In an interview, Ramirez said that now, federal agents are acting without constraints and were unwilling to be accountable to anyone but Trump.

“The tides are turning and the American people are seeing ICE as one of the biggest threats to democracy itself,” Ramirez said. “It’s a contradiction to what this agency was created to be,” Ramirez said. “They are terrorizing communities across the city, and you’ve seen this across the country.”

In the race to succeed retiring Rep. Jan Schakowsky in Illinois’ 9th Congressional District, top-polling contenders Kat Abughazaleh and Daniel Biss have both called for ICE to be abolished.

Abughazaleh wasn’t just a frequent presence in protests at an immigrant processing facility that became ground zero for pushback on the deportation efforts; she was indicted after she was accused of impeding a government vehicle from moving forward.

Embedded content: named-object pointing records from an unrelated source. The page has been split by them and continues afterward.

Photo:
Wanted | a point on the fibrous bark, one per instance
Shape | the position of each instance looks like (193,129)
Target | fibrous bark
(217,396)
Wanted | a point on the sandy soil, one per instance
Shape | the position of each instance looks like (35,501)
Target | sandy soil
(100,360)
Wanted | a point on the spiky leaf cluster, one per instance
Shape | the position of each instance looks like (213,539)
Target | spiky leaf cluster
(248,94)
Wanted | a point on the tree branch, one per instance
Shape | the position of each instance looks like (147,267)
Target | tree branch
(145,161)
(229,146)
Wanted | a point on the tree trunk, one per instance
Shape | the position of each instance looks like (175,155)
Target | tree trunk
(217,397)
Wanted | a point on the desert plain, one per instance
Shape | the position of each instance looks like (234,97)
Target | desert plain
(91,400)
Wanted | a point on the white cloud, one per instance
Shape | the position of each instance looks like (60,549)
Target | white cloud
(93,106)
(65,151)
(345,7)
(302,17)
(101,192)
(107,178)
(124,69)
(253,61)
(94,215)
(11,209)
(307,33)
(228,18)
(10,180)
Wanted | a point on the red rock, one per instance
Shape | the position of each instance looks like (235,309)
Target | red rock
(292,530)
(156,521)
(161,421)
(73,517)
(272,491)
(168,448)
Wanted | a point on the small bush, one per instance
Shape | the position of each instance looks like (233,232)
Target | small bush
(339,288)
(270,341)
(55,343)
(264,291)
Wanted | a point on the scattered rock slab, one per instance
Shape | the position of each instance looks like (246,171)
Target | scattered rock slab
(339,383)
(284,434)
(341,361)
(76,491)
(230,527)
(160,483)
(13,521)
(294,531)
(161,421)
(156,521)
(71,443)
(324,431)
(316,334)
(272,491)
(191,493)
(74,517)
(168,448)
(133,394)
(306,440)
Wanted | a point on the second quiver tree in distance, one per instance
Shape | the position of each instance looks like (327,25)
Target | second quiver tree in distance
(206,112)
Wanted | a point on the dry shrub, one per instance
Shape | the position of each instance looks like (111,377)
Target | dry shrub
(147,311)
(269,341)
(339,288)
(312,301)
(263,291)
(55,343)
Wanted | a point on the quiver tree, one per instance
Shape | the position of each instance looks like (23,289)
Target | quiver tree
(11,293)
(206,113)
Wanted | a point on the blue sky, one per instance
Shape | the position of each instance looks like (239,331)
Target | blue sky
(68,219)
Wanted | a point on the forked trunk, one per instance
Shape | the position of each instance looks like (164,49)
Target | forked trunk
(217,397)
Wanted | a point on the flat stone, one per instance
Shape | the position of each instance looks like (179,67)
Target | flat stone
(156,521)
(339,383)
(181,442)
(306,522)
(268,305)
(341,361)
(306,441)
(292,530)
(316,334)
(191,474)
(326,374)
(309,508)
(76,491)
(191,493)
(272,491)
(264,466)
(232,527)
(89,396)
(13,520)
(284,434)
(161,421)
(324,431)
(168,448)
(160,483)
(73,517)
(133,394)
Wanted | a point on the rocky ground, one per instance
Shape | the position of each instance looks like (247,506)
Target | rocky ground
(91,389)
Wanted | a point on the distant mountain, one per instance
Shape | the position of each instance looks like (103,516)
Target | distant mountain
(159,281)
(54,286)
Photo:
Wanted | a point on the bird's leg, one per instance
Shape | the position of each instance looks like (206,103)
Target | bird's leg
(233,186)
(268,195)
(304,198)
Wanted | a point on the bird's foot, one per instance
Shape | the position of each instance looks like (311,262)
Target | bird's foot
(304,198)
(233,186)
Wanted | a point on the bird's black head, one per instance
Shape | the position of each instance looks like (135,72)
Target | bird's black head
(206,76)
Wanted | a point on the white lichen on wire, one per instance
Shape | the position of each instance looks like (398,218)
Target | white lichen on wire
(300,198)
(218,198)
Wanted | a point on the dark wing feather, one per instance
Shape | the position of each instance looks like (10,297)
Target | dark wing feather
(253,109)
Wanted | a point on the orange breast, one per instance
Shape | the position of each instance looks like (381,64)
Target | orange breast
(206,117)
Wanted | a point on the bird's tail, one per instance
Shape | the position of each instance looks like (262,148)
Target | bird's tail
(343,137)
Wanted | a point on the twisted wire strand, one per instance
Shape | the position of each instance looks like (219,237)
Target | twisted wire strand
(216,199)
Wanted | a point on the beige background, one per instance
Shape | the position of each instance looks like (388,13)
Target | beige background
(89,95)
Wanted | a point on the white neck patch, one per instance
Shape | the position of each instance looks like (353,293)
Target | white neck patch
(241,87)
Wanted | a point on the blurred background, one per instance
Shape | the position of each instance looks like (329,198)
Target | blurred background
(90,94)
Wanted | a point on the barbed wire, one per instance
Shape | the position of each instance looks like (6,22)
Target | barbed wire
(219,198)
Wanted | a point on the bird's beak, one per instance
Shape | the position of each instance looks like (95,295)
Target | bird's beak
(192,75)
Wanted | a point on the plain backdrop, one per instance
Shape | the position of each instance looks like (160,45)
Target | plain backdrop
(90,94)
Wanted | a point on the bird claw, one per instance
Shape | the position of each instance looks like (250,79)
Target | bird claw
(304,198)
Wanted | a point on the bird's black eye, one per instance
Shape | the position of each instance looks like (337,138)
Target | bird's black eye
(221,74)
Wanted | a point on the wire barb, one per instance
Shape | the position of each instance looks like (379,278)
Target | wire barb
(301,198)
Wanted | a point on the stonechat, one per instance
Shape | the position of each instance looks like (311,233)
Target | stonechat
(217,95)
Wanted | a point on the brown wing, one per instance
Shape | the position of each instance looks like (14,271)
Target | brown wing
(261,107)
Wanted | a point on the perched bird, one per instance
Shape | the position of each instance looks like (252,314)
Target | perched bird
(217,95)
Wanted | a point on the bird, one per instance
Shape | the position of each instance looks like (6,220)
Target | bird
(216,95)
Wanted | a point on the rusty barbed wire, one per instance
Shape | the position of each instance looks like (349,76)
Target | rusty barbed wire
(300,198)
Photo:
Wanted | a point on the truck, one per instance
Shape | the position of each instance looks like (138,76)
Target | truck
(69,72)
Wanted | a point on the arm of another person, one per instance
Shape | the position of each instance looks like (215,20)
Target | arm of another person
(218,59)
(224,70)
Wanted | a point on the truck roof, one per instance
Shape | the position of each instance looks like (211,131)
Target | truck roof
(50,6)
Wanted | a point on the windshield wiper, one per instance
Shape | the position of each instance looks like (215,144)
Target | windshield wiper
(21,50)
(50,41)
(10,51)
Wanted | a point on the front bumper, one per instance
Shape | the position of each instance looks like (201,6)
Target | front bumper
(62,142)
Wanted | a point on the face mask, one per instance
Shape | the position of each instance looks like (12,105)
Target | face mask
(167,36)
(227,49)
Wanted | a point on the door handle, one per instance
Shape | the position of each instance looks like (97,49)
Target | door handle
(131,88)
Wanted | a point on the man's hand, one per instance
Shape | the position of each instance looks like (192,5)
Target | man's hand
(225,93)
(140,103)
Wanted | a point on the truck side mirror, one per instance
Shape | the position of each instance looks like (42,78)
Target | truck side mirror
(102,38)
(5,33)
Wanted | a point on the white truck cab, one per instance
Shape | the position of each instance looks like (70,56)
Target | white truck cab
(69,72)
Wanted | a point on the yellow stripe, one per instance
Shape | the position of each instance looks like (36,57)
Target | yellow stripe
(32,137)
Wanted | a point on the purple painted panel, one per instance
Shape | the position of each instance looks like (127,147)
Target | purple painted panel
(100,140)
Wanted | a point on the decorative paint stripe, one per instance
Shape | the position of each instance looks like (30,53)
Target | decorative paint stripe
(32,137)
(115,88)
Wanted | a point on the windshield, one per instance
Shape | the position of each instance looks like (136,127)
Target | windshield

“I absolutely would characterize ICE as secret police, and it is absolutely imperative that we abolish ICE,” she told HuffPost.

Illinois Gov. JB Pritzker, a Democrat and a potential 2028 White House contender, has served as a national foil to Trump on the immigration issue, repeatedly holding up examples of overreach.

In an interview, Pritzker also said that some form of border patrol must always exist and that in past administrations, ICE had operated within its jurisdiction.

“We need secure borders,” he said. “You don’t have a country unless you have a secure border.”

Pritzker, though, focused on Trump’s role in steering ICE and CBP from having gone “way beyond the mission that they were founded for.”

“This president has essentially authorized them and provided them immunity for going after people who have committed what is, by law, a misdemeanor,” Pritzker said. “He’s essentially treating those people like they’re the worst of the worst, and they’re choosing to be cruel and to dehumanize people.”